Overall: I guess I am saying in my case that my “social anxiety” was fake and completely blown up. And I also believe that is the case for a lot of people nowadays from what I observed. However, I am not saying that EVERYONE’S anxiety is fake. I know there are people out there who do suffer from it, and I am sorry you have to go through that. I am also sorry that there are people out there(sadly, myself included) who have jumped on this disorder as a means for attention, excuses, etc.
It is frustrating sometimes when there are people out there really suffering. Suffering from things like drug addiction, human trafficking, poverty, war, and so much more. Yet they suffer through it and fight for comfort, while there are people who need sessions upon sessions of counseling among other things so that they can talk about how a crowded room makes them uneasy. This goes for anyone who needs to talk to a counselor for ridiculous problems.

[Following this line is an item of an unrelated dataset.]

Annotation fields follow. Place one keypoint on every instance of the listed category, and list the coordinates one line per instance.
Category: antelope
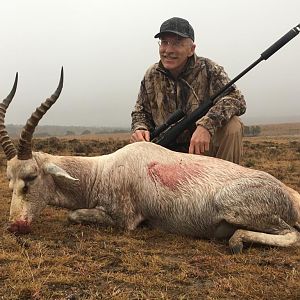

Like there are soldiers who suffer from REAL post-traumatic stress disorder. THEY are the ones who need the help first. When I was skipping to my class to talk to my counselor, there are people being counseled on things MUCH worse. Even though the death of my immediate family member isn’t too much to handle compared to the things others have been through.
Also, have any of you heard of the term “snowflake”? It is often used by Republicans to label college kids. I agree with the term, too. It is pathetic/ironic how college kids complain about everything when they have it more easy than anyone else in the world.
Sorry for the rant?
Note: Apologies if my writing isn’t that good or if I digress too much, I am a youngin’. Also I appreciate your opinions on the topic, especially from your experiences with real social anxiety. I love new perspectives, as I only have the eyes to see mine.